Following an all-night meeting, strike leader Adams Oshiomhole of the umbrella Nigeria Labour Congress (NLC) told reporters that the 29 trade unions affiliated within his congress had agreed to go back to work.
The decision came as a compromise on petrol prices was made. The issue has caused a great deal of suffering and loss of life since 30 June.
Oshiomhole said: “Having compelled the federal government to back down and reduce the [fuel] price from 40 naira to 34 naira per litre, the nationwide strike action and mass protest is suspended”.
The NLC had demanded prices not exceed 32 naira on Sunday, but agreed to the 15 percent reduction compromise. A naira is worth less than a US cent.
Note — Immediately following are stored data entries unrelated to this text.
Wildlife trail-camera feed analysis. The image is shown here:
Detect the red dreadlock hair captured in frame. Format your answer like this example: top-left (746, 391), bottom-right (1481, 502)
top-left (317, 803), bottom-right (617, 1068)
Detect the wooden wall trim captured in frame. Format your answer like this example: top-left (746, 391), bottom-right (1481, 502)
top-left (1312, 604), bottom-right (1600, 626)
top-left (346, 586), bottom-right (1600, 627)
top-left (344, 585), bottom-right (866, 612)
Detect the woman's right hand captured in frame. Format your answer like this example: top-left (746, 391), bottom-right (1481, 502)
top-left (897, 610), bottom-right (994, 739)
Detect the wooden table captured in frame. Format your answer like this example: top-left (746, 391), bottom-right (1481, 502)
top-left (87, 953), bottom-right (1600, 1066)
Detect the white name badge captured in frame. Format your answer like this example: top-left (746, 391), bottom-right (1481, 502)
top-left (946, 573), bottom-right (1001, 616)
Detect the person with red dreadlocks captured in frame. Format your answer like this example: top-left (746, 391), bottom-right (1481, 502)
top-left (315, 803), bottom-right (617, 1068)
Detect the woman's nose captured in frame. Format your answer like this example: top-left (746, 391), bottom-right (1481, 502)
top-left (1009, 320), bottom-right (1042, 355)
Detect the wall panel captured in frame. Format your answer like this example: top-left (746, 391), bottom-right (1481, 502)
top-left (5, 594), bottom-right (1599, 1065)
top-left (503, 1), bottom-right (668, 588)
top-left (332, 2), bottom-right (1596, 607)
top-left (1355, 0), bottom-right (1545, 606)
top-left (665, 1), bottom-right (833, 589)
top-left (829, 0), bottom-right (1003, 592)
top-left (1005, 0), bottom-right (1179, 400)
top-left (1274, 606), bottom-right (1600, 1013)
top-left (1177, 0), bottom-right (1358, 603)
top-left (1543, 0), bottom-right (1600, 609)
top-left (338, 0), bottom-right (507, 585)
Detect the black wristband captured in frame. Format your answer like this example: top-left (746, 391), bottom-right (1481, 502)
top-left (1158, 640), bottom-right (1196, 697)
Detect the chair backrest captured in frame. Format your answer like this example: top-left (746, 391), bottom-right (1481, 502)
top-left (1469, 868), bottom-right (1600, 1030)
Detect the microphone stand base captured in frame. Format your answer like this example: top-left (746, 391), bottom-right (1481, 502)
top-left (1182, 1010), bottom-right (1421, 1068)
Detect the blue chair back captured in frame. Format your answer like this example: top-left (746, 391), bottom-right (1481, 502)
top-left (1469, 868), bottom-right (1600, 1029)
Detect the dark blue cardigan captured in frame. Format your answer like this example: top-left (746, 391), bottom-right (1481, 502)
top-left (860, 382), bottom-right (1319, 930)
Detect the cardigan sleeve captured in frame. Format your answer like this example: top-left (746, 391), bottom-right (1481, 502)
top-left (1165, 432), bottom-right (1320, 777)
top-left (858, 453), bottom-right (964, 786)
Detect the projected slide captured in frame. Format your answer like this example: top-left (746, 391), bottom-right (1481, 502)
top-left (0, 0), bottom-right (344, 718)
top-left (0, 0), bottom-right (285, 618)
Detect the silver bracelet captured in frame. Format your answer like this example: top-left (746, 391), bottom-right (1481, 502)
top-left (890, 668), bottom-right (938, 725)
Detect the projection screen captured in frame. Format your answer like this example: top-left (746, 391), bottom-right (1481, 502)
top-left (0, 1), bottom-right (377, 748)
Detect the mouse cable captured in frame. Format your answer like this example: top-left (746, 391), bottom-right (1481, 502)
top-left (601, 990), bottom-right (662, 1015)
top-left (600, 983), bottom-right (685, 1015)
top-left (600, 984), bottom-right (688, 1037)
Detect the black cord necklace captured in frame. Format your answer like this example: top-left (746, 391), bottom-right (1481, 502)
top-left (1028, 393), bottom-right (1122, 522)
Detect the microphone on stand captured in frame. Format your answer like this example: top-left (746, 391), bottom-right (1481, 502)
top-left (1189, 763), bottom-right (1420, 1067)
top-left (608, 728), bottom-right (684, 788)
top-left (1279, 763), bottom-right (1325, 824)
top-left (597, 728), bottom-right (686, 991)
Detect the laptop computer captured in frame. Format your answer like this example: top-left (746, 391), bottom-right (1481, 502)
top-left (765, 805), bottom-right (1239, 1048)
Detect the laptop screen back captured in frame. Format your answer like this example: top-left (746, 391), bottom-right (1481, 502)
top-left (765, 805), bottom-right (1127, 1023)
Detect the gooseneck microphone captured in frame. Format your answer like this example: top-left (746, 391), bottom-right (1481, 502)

Labour’s decision may help reassure oil markets sensitive to supply complications.
Further industrial action could have disrupted exports from the world’s fifth largest exporter of crude oil and forced up prices.
Cause of strike
Nigerian President Olusegun
The NLC launched the strike on Monday last week after Obasanjo abolished subsidies on fuel, causing prices to go up by more than 50 percent.
The pump price of petrol had shot up from 26 naira to 40, sparking public anger.
Earlier, the protests led to loss of life. Ten protesters were shot dead by Nigerian police as rioting spread across the country on Monday alone.
The bodies of three shot protesters were shown on Nigerian television on Monday which erupted into a day of protest across the country, but union chiefs said the number of dead was at least 10.
Nigeria’s preparations to play host to US President George Bush may have played a role in ending the sanctions.
The US imports oil from Nigeria and Bush is due to make an overnight stopover in Abuja on Friday and meet President Olusegun Obasanjo.
However, Nigeria’s own refineries cannot meet domestic demand, so the OPEC member has to import to meet the shortfall.
Obasanjo, whose re-election in April sparked opposition accusations of vote-rigging, now faces mounting pressure from economic disruption and the prospect of wider political protests.